Les sujets santé et médecine 

Les dérives concernant le traitement des questions scientifiques relatives à la santé et à la médecine dans les médias ne sont pas nouvelles et semblent ancrées dans certaines pratiques professionnelles. Il a paru nécessaire au CDJM d’y consacrer un paragraphe plus spécifique.
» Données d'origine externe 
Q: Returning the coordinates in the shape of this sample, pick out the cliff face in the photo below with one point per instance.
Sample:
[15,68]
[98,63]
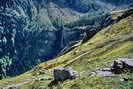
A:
[32,31]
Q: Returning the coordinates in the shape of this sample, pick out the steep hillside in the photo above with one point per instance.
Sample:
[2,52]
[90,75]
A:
[112,42]
[34,31]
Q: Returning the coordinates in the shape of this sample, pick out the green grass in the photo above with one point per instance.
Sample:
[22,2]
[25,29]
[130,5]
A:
[112,42]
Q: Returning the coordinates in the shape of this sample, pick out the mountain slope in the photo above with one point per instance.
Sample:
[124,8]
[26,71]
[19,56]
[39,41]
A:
[34,31]
[112,42]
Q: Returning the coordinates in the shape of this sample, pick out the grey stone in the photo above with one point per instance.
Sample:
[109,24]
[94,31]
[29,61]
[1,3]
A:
[64,73]
[122,65]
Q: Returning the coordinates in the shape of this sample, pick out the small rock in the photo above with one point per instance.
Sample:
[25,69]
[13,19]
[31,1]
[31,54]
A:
[64,73]
[104,73]
[124,80]
[44,78]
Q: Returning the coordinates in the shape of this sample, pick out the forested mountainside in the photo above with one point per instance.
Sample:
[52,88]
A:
[33,31]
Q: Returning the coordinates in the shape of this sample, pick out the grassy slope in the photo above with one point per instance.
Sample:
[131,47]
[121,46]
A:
[110,43]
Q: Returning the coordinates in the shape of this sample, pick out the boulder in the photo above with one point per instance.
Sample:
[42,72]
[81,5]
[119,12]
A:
[64,73]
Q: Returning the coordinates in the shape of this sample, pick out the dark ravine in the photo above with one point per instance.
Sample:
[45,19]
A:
[33,31]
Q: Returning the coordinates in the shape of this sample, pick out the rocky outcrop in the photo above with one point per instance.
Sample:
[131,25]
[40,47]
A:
[61,74]
[119,66]
[33,31]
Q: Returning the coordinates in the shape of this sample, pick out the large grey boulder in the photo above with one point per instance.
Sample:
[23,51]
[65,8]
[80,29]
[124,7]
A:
[64,73]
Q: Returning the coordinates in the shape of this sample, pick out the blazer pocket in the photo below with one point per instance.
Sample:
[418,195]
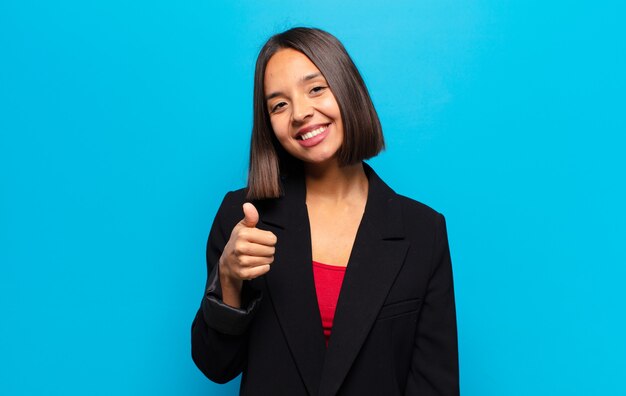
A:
[399,308]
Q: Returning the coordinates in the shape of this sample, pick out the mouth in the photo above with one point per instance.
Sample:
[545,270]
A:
[308,133]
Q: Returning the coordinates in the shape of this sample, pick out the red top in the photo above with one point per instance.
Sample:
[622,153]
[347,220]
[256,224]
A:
[328,280]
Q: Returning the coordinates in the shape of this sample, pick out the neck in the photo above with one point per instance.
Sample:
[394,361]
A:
[333,182]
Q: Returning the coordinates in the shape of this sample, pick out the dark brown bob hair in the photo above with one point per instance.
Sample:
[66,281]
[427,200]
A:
[363,136]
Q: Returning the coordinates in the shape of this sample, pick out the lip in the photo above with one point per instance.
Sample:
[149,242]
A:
[309,128]
[315,140]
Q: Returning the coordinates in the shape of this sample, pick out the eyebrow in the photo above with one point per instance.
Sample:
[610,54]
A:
[306,78]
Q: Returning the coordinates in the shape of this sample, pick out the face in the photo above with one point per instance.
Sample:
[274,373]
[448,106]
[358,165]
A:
[303,111]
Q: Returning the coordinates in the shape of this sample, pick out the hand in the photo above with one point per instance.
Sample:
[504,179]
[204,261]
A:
[248,254]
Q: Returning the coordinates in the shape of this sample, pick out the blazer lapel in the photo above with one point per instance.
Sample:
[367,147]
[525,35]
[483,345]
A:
[290,282]
[377,256]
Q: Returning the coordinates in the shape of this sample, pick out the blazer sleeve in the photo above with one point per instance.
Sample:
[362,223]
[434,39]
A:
[219,333]
[434,367]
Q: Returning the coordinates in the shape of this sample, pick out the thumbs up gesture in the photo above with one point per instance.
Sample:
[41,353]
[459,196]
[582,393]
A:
[247,255]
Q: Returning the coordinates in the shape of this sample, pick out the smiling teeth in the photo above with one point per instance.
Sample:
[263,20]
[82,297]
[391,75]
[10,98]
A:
[313,133]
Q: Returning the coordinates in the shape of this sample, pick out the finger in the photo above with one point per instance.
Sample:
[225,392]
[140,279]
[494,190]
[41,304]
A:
[254,261]
[254,249]
[261,237]
[255,272]
[251,215]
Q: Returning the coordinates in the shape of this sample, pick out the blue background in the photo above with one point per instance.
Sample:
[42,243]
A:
[122,124]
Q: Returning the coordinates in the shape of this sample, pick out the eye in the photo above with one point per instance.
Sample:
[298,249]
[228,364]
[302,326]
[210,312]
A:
[277,107]
[318,89]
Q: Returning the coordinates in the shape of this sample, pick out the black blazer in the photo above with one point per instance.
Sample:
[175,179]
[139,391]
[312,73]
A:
[394,331]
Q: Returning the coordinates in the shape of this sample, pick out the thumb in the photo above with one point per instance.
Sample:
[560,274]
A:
[251,215]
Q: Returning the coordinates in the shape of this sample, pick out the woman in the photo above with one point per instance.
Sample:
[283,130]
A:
[322,280]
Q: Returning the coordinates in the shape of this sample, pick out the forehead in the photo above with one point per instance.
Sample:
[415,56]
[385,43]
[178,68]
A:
[285,67]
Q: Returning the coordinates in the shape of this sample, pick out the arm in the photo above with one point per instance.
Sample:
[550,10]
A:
[434,366]
[219,331]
  • Ne jamais réduire une personne à son diagnostic médical ni rendre public un diagnostic médical sans l’accord de la personne concernée/atteinte.
  • Veiller à ne pas créer d’espoirs ou de craintes non fondées chez des personnes atteintes de maladies graves ou chez des personnes dont les proches sont gravement malades.
  • Rendre compte avec prudence des découvertes médicales annoncées par des chercheurs ou des laboratoires pharmaceutiques, qui ont rarement un impact immédiat sur l’amélioration des traitements.
  • Ne pas exagérer des risques ou faire miroiter des avantages non prouvés pour la santé, liés à des changements d’habitudes de consommation de produits alimentaires ou pharmaceutiques.
  • Restituer dans quels cadre et contexte s’est faite une recherche sur des traitements médicaux (niveau des essais cliniques, nombre de cas étudiés, effet secondaire, etc.) ; employer le conditionnel tant qu’on n’en est pas au stade du médicament ayant obtenu une autorisation de mise sur le marché (AMM). 

Au moment de publier

  • S’en tenir aux faits démontrés ou ne présenter les hypothèses que comme des hypothèses, en évitant tout discours réducteur et manichéen.
  • Signaler comme tels au public les contenus éditoriaux signés par des chercheurs, observateurs ou experts.
  • Il importe sur ces questions scientifiques d’être particulièrement attentif à ce que titraille, chapô et annonces d’un sujet n’en altèrent pas le sens.
  • La vulgarisation d’un sujet peut parfois entraîner des imprécisions ou des erreurs : faire relire peut se révéler utile, pas seulement auprès de la source ou d’un expert : des personnes qui n’y connaissent rien peuvent relever les erreurs d’interprétation possibles.